Референт Рухимовича, подскочивший к машине, ведёт к скоростному американскому лифту «Отис», с эмблемой Московского метрополитена, несколько секунд и мы не останавливаясь пересекаем пустую приёмную и заходим в открытую дверь кабинета.
– Знакомьтесь, – нарком оборонной промышленности гостеприимно встречает меня в центре комнаты и подводит к столу для заседаний, за которым расположились двое мужчин. – мой заместитель товарищ Каганович, Михаил Моисеевич руководит также авиационным главком… Брат члена Политбюро, как две капли воды похожий на него, только постарше, не вставая, протягивает свою большую широкую ладонь и неожиданно крепко сжимает мою, сдирая большим пальцем чуть подсохшую ранку от ожога. Ухмыляется, видя что я поморщился, и с довольным видом отворачивается в сторону.
– … и товарищ Тевосян, Иван Фёдорович начальник судостроительного главка…
– Очень приятно. – Тевосян стоя приветствет меня.
– Прошу садиться, товарищи. – Продолжает Рухимович, занимая своё место. – Спасибо, Алексей Сергеевич, что вы нашли время приехать. Я вот что подумал, неплохо будет предварительно обсудить ряд вопросов перед совещанием в НКО по поводу «Остехбюро», ну чтобы не бодаться как неразумным телятам перед руководством.
«Разумно».
– Скажите, товарищ Чаганов, – хозяин кабинета отмечает мой согласный кивок. – я вас правильно понял, нахождении НИИ-20 с сухопутной тематикой «Остехбюро» в НКВД – явление временное?
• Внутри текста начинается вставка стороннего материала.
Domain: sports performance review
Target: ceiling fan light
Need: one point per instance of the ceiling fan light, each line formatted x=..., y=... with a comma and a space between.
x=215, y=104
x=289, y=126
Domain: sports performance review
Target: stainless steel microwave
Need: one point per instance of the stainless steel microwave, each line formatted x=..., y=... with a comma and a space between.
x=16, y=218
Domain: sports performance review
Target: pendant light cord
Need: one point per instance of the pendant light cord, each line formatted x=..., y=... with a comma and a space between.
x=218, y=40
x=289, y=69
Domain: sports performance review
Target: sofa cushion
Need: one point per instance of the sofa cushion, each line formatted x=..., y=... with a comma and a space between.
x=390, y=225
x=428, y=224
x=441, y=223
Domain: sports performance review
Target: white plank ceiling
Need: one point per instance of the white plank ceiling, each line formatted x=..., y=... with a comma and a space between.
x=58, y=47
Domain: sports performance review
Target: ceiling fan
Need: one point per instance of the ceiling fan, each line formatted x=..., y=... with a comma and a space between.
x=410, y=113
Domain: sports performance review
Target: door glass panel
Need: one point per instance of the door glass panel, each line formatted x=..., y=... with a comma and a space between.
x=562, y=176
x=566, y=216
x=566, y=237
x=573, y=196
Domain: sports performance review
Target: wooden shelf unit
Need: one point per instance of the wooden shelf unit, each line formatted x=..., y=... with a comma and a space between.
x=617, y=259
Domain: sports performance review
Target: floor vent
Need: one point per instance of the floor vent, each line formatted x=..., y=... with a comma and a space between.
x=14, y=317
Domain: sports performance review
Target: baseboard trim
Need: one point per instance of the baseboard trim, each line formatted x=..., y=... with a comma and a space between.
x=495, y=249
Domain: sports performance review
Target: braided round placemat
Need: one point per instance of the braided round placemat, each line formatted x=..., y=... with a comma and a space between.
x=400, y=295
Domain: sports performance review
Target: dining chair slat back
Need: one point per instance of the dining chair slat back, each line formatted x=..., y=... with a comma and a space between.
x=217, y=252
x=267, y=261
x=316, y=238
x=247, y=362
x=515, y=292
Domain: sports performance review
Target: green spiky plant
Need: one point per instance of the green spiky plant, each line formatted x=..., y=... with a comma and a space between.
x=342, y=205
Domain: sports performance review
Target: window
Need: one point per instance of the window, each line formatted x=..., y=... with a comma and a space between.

– Именно так, это связано с тем, что значительное количество сотрудников «Остехбюро» осуждены Особым совещанием и нам бы не хотелось раскалывать коллектив, что стало бы неизбежным при передаче НИИ-20 в ваш наркомат.
– Но если это так, то почему вы не ставите так же вопрос в отношении НИИ-22 и НИИ-36?
– Потому, Моисей Львович, что НКВД не имеет авиационных и судостроительных СКБ, в которые мы могли бы временно влить НИИ-22 и НИИ-36. Кроме того…
– Как же, слушай его, – скандальным голосом вступает в разговор Каганович. – здание на Садово-Черногрязской они у нас оттяпать хотят!
– Михаил Моисеевич! – С досады Рухимович закатывает глаза и стучит ладонью по столу.
«… то у глупого на языке. Дворец им нужен! Я его теперь за просто так им не отдам».
– Ваша позиция, Алексей Сергеевич, понятна, – справляется с собой нарком. – если предположить, что на время НИИ-20 уйдёт от нас, то у нас в наркомате возникнет большой недостаток в грамотных радиоинженерах. Тут появилось одно предложение… перепрофилировать два НИИ в Ленинграде: восьмое и девятое, хотим из них сделать авиационные…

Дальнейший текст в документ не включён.